TABLE-US-00001 TABLE 1 Requested Credit Requested Credit Rate Below Rate Above Threshold Threshold Threshold Threshold Value T1 R1 R2 T1 = (R2 * RTT) T2 R2 R3 T2 = T1 + (R3 * RTT) T3 R3 R4 T3 = T2 + (R4 * RTT)

[0043] As shown in the example of Table 1, the thresholds may be constructed from the lowest threshold towards the highest threshold while reducing (or completely preventing) unused credits while maximizing the use of higher rates and reducing latency in the virtual output queue. Table 1 may be used as a credit rate table used by the virtual output queue to select a credit rate. Various embodiments may implement the credit rate table in various ways, for example, to organize the data of Table 1 as a lookup table based on the current queue size of the virtual output queue and output the requested credit rate. For example, credit rate R2 is the requested credit rate when the queue size is between T1 and T2.

[0044] In additional embodiments, the thresholds may be generated based on the round-trip time and the credit rates in additional ways and/or with additional considerations. For example, the threshold values may be adjusted upwards or downwards to prioritize traffic types, prioritize latency, or prioritize prevention of credit loss. For example, the thresholds may be reduced from the threshold values noted above to prioritize latency, such as for higher-priority traffic, while enabling a known tradeoff with the likelihood of unused credits.

[0045] In further embodiments, the configuration of the rate tables may be specified by a network administrator or pre-set for various network configurations based on configured credit rates and expected round-trip times. For example, certain networking device configurations may have relatively consistent round-trip times, such that the configurations of the rate tables may be consistent.

[0046] In one embodiment, a plurality of rate tables may be used that correspond to various networking device configurations. For example, one rate table may be associated with local egress ports (i.e., the egress scheduler is local to the device with the associated virtual output queue), and another rate table may be associated with egress ports one-hop away, while another rate table is associated with egress ports two-hops away. The configuration of the egress ports may then be used to select the rate table used for a particular virtual output queue based on the configuration of the egress port. The configurations may generally reflect different round-trip times that may be expected to be relatively consistent, such that the same rate table may be used for all egress ports associated with the same configuration.

[0047] As such, in some instances a plurality of rate tables may be used to combine settings for egress ports having similar round-trip times and other parameters into one rate table. For example, the number of hops to reach a device may be an effective proxy for the expected round-trip time. In one embodiment, a networking device may measure round-trip times and assign an associated virtual output queue to a rate table based on the measured round-trip time, such that virtual output queues having similarly-measured round-trip times may be assigned to the same rate table. As such, individual networking devices may have different rate tables for different virtual output queues. Likewise, for a particular egress port, the plurality of virtual output queues (which may be dispersed across the network) may have different rate tables based on the round-trip time to that egress port, enabling different configurations that reduce unused credits without too-conservatively setting the thresholds and thereby increasing latency.
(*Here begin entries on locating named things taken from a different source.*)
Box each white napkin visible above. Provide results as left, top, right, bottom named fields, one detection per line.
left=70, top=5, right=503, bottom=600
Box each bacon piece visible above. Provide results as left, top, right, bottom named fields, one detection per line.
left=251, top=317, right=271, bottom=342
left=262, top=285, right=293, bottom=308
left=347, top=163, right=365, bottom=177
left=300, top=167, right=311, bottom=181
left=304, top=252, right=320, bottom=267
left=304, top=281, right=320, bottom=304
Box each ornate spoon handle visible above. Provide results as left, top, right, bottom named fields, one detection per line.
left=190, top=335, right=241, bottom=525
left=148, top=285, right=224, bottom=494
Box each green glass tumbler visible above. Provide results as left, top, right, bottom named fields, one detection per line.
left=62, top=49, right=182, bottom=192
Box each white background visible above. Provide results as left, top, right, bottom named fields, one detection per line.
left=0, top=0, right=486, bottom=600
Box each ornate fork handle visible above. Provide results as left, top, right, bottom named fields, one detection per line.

[0048] Together, these enable settings for virtual output queues to optimize credit rate requests and account for the variation of round-trip time across different configurations.

[0049] FIG. 6 is a flowchart for a method of managing an egress rate table based on round-trip time, according to one embodiment. The method shown FIG. 6 may be performed, for example, by a networking device such as networking device 110. This method may be performed, for example, for a virtual output queue having an associated egress port managed by an egress queue. As discussed above, the values for the egress rate table may be determined automatically, such as by a networking device or by other means.

[0050] Initially, a round-trip time to the relevant egress port is determined 600. The round-trip time may indicate an expected amount of time for changes to the egress credit rates to become effective. Next, the set of egress credit rates to be used by the egress rate table are identified 610. As discussed above, the egress credit rates may include a plurality of egress credit rates, and in one embodiment may include a range of egress credit rates from a minimum credit rate to a full port rate of the egress port. In some embodiments, the minimum credit rate is determined based on a credit size of the egress credits issued by the egress scheduler and the round-trip time (e.g., the product of the credit size and the round-trip time). The plurality of egress credit rates are geometrically increasing in one embodiment.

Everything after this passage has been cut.